Nosse went on to admit he used a city-issued phone for personal use but did not know it violated any type of policy.
“There is no cellphone policy for the city,” he said. “The phones were granted for our use personal or work, didn’t matter.”
He also told council he never drove his city issued car impaired and that the video Lallo showed to council was when he was off-duty.
“I pulled into his driveway, I did open a beer, I did drink the beer in his driveway, the car was parked,” he said. “I never drank while I was on duty, ever.”
Nosse denied making derogatory comments towards anyone based on their sexual orientation or race.
“I never used any words relative to anybody’s sex, color, or region regarding anything with them personally,” he said.
He called the internal investigation against him a witch hunt and, admitted, he made mistakes, but didn’t deserve to be fired for them.
“I don’t feel termination is warranted for somebody that has a problem,” he said. “I’m a very good chief.
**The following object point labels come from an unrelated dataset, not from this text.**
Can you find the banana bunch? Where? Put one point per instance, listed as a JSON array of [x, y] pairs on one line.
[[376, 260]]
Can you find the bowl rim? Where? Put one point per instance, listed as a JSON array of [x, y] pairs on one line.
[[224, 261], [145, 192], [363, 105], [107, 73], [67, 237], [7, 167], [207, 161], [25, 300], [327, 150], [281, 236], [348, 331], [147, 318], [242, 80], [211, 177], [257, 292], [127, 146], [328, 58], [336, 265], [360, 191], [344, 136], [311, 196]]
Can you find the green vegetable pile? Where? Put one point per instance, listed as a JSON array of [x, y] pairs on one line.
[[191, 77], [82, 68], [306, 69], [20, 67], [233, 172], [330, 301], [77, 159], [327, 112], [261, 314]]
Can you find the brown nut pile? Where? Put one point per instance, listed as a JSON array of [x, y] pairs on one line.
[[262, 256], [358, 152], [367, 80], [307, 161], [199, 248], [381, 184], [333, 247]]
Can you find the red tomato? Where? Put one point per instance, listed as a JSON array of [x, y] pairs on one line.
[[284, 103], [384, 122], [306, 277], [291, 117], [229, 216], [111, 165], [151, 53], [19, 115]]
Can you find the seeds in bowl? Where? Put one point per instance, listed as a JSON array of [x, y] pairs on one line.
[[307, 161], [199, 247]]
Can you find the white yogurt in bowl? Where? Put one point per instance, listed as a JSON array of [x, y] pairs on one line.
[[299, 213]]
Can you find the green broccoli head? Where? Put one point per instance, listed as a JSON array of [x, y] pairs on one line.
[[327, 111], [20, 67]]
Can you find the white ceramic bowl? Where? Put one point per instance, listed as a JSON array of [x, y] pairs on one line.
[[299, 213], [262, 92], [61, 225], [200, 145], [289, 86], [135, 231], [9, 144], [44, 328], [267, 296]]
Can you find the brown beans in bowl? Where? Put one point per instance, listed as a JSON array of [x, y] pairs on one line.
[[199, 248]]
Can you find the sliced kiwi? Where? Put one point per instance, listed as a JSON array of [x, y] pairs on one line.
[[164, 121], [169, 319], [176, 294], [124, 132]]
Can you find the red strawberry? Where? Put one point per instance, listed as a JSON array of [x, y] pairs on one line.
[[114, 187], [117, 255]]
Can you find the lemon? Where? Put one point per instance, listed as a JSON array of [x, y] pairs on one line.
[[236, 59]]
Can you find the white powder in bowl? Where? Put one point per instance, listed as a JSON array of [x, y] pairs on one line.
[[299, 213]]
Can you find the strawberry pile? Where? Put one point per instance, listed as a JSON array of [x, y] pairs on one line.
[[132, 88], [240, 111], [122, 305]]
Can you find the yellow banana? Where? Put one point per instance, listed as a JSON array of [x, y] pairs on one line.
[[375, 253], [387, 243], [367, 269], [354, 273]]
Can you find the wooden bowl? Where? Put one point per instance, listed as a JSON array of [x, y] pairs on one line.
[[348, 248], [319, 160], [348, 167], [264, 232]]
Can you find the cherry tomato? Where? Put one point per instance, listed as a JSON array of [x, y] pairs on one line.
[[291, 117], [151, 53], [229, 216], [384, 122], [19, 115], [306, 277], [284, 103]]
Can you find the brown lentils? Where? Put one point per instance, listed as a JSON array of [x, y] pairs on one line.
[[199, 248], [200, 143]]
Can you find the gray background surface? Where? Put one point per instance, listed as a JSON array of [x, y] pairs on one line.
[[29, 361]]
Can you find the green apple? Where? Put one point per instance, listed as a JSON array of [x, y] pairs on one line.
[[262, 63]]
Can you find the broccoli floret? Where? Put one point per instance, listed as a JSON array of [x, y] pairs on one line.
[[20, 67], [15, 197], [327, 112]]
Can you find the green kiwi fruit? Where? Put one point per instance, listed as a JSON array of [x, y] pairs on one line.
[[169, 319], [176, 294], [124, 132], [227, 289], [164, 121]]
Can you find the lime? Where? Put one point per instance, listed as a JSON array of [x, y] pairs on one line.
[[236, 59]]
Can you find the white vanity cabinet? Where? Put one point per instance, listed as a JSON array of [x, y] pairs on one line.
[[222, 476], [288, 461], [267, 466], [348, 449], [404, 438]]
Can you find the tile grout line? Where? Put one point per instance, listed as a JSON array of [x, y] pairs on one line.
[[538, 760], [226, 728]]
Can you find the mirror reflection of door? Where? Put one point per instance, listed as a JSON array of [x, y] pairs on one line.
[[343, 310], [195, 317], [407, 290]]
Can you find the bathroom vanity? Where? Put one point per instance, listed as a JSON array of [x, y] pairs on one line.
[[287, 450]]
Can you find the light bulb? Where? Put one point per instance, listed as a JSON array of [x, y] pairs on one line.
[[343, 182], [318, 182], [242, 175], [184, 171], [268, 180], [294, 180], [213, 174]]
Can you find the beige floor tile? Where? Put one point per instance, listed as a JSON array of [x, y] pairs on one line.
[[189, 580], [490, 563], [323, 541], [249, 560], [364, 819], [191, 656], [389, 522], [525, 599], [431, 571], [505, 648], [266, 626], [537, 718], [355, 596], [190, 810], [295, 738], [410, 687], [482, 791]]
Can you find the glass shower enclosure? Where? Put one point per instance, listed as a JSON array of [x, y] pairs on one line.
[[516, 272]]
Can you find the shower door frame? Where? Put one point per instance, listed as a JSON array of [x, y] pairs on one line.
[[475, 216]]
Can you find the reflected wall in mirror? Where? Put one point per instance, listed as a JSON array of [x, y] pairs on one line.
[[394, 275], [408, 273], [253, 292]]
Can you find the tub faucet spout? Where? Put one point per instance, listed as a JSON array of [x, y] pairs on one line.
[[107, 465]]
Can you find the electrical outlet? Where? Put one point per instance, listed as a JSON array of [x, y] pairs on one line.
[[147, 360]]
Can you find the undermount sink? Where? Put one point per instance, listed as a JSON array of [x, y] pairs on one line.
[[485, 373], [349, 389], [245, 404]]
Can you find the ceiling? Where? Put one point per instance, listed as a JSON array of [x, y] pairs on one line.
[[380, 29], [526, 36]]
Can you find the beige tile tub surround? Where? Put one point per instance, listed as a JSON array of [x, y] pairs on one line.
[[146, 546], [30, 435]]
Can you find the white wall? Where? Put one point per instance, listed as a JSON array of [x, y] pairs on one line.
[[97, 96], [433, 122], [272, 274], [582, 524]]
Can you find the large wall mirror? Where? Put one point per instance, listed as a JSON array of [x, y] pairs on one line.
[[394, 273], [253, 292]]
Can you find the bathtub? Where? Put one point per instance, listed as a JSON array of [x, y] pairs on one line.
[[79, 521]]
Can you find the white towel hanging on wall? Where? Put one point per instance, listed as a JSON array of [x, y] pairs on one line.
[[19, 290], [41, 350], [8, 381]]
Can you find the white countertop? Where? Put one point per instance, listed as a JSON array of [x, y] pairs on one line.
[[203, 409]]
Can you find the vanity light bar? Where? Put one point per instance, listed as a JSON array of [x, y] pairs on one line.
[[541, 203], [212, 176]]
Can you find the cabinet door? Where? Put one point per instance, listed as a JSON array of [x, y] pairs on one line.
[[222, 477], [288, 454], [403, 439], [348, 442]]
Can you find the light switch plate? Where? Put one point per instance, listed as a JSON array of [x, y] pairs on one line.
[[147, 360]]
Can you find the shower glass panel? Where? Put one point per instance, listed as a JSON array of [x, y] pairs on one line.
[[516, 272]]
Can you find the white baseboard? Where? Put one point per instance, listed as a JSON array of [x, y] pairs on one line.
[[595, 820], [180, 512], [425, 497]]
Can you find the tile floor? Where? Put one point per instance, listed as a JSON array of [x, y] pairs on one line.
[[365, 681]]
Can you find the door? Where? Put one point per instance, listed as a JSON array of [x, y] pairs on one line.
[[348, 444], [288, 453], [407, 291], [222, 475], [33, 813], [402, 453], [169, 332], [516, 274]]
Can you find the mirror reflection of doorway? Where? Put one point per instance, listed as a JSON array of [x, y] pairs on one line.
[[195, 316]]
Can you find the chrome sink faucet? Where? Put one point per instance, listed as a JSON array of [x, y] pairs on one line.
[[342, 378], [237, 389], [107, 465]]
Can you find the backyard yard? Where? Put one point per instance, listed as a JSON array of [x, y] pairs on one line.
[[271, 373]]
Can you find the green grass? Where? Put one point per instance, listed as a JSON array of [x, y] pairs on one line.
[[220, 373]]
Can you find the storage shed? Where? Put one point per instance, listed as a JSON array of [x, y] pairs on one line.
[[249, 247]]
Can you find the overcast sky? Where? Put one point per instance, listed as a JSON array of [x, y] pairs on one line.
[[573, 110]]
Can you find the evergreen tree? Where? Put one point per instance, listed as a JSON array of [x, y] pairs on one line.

I’m a very good police officer. I make mistakes. I deserve discipline.”
But Lallo argued that the evidence they brought forward warranted termination, and said the police chief is held to a higher standard. He said if Nosse continued to be the leader of the police department, it would put a stain on the city.
“What he’s trying to get you to say is, ‘You know what? You’re an alcoholic I’m going to give you a free pass,’ said Lallo. “This is not a witch-hunt brought by the OPBA and the police department.”
Six council members voted to terminate Nosse. Councilwoman Kelly Wolfe was the only council member to vote in favor of Nosse keeping his position as chief.
In evidence brought forth by the city, it was revealed Nosse and Wolfe had a relationship. News 5 asked Potter if he thought Wolfe should’ve recused herself from the hearing and vote, but he did not have a comment.
News 5 also asked Nosse for a comment after the vote to which he referred to his attorney, his attorney said he did not wish to comment at this time.